On Fri, Jan 02, 2026 at 10:45:29AM +0100, Jakub Jelinek wrote:
> Seems we already do support the gnu_inline extern inline behavior for
> namespace scope functions as well as member functions if just
> declared constexpr and gnu_inline inside of the class and defined
> extern constexpr right after the class (but the dtor if any needs to be
> defined first), e.g. -O2
Actually, I was wrong, as documented for C++ [[gnu::gnu_inline]] doesn't
even need the extern keyword.
So:
[[gnu::gnu_inline]] constexpr inline int foo (int x) { return x + 42; }
static_assert (foo (0) == 42);
int bar (int x) { return foo (x); }
auto p = &foo;
struct S {
[[gnu::gnu_inline]] constexpr inline int qux (int x) { return x + 42; }
[[gnu::gnu_inline]] constexpr inline virtual int garply (int x) { return x +
43; }
[[gnu::gnu_inline]] constexpr inline virtual ~S () {}
};
static_assert (S {}.qux (0) == 42);
static_assert (S {}.garply (0) == 43);
int freddy (S s, int x) { return s.qux (x); }
int corge (S s, int x) { return s.garply (x); }
auto q = &S::qux;
int plugh (S &s, int x) { return s.garply (x); }
//S s;
already works the intended way except for key method and the question how to
cleanly define the out-of-line copy of it.
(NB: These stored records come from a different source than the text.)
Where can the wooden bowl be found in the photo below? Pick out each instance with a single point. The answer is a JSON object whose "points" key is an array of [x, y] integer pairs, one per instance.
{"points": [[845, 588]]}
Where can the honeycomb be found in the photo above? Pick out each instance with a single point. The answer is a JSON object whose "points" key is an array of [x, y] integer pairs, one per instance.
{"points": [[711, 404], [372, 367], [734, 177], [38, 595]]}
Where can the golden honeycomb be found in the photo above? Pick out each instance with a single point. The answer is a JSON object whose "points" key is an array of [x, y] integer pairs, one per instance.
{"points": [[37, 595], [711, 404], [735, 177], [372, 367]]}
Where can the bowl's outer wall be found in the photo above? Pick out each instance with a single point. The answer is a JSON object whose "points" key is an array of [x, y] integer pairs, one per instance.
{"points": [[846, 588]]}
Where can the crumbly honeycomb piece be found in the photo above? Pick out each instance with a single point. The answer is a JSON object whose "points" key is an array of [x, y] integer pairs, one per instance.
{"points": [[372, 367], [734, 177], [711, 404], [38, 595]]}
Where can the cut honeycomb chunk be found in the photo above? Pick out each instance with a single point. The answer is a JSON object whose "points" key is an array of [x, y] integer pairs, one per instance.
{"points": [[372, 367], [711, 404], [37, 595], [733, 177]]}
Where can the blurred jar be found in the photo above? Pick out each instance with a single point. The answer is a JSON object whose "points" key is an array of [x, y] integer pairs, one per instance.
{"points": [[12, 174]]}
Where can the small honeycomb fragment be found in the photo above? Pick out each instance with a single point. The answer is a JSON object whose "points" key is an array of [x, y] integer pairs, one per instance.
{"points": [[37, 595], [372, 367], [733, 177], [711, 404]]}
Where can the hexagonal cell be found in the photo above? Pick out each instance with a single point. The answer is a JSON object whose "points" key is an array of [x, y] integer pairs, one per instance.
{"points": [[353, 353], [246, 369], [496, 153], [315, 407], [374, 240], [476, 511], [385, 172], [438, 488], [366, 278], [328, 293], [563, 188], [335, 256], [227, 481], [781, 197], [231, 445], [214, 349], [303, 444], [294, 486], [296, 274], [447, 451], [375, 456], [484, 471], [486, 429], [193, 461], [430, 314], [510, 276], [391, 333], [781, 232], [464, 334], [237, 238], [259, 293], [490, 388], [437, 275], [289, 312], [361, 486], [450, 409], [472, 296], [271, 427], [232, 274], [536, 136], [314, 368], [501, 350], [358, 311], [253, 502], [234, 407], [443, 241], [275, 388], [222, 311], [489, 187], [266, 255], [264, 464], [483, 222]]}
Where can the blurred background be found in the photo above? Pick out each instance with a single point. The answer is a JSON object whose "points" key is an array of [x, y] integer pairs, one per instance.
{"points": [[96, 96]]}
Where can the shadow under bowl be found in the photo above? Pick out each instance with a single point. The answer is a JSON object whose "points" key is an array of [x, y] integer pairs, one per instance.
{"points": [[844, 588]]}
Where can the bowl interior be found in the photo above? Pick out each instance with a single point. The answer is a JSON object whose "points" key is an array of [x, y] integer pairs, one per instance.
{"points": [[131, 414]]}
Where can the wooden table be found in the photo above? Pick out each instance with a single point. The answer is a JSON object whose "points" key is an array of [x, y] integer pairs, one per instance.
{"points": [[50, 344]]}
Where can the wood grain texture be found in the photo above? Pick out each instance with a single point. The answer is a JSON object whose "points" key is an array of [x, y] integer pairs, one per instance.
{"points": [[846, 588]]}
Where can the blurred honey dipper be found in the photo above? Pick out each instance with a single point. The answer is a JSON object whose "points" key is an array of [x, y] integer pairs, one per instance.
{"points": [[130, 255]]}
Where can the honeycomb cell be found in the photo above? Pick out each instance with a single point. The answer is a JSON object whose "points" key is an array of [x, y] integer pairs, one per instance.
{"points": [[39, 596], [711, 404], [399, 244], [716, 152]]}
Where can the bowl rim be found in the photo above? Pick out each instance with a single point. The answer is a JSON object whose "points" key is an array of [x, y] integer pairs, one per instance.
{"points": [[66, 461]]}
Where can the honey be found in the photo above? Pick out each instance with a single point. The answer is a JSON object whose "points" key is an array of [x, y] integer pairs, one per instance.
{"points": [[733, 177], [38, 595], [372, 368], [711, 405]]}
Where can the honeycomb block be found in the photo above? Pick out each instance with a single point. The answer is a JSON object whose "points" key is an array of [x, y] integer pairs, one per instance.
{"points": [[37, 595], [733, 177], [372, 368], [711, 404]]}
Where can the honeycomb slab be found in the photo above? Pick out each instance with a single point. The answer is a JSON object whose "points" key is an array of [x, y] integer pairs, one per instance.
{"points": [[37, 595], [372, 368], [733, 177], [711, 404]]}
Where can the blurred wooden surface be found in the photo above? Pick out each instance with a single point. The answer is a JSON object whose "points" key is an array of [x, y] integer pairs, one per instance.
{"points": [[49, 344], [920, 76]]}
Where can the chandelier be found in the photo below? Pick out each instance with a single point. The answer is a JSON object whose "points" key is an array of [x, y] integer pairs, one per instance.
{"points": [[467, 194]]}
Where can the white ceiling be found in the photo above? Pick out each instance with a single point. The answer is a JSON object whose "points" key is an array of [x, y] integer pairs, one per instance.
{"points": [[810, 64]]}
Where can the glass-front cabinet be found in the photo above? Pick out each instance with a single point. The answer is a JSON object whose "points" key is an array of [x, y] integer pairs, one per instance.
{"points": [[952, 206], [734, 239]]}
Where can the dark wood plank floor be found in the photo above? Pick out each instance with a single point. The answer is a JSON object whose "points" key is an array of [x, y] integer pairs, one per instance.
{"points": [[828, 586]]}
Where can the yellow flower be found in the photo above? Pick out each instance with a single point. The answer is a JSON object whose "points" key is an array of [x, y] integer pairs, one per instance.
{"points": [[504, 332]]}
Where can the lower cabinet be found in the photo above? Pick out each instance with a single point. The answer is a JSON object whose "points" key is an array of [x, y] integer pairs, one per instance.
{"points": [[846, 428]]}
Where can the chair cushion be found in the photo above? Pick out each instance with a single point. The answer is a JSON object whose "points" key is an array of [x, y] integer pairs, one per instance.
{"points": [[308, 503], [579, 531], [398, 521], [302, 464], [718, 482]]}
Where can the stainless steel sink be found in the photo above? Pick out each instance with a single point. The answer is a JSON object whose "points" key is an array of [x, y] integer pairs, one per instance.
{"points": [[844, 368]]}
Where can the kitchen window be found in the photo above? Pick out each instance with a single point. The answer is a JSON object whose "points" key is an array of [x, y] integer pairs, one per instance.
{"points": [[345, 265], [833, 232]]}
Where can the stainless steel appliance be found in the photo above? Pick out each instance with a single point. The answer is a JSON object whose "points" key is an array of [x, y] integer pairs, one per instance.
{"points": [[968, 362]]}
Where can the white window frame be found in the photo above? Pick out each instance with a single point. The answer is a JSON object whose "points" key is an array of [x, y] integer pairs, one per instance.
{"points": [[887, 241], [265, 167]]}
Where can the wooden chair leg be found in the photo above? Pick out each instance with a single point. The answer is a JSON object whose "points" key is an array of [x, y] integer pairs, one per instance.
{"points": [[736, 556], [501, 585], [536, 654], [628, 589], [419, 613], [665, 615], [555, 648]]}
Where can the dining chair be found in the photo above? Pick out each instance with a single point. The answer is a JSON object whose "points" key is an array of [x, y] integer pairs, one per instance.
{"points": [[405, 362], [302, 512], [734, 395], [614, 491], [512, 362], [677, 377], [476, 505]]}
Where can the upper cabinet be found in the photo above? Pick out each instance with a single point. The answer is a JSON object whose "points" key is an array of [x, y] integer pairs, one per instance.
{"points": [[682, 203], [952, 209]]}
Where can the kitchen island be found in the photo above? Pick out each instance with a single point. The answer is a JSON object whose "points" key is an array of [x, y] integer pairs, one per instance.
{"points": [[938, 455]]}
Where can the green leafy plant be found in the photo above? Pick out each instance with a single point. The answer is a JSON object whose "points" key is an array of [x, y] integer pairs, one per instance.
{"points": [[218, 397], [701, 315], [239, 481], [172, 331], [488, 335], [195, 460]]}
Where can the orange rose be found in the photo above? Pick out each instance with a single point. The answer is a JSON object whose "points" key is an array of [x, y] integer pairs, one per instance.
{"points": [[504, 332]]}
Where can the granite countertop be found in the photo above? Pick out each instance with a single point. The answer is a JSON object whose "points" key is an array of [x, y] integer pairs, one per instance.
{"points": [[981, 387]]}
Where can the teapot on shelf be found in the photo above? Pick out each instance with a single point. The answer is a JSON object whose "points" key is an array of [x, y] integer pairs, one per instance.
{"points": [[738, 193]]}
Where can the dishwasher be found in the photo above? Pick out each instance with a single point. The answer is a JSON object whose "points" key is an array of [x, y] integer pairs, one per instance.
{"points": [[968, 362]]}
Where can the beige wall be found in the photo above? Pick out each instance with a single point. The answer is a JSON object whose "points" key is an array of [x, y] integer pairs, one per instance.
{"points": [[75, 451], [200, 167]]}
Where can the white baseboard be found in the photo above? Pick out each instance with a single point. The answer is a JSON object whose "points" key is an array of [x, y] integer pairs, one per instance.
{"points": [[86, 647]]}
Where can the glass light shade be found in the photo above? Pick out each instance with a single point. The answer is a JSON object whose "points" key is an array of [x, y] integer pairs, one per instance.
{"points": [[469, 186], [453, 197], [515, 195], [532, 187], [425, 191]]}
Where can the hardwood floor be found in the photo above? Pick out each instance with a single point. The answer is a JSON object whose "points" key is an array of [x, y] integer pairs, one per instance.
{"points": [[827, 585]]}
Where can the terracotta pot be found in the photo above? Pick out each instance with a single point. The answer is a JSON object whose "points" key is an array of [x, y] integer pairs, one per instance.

For the key method, if people don't use gnu_inline attribute on virtual
methods in the wild perhaps we could just allow virtual methods with
gnu_inline attribute to be key methods. Because if people used it in the
wild, it wouldn't work very well before.
struct T {
[[gnu::gnu_inline]] virtual inline int garply (int x) { return x + 43; }
[[gnu::gnu_inline]] virtual inline ~T () {}
};
T t;
Without the explicit inline (or constexpr) keyword we get warnings:
/tmp/05.C:2:48: warning: ‘gnu_inline’ attribute ignored [-Wattributes]
2 | [[gnu::gnu_inline]] virtual int garply (int x) { return x + 43; }
| ^
/tmp/05.C:3:35: warning: ‘gnu_inline’ attribute ignored [-Wattributes]
3 | [[gnu::gnu_inline]] virtual ~T () {}
| ^
and with inline or constexpr we get the vtable/rtti emitted in the current
TU, but those refer to the methods that need to be defined somewhere else
with no clean way to define those right now.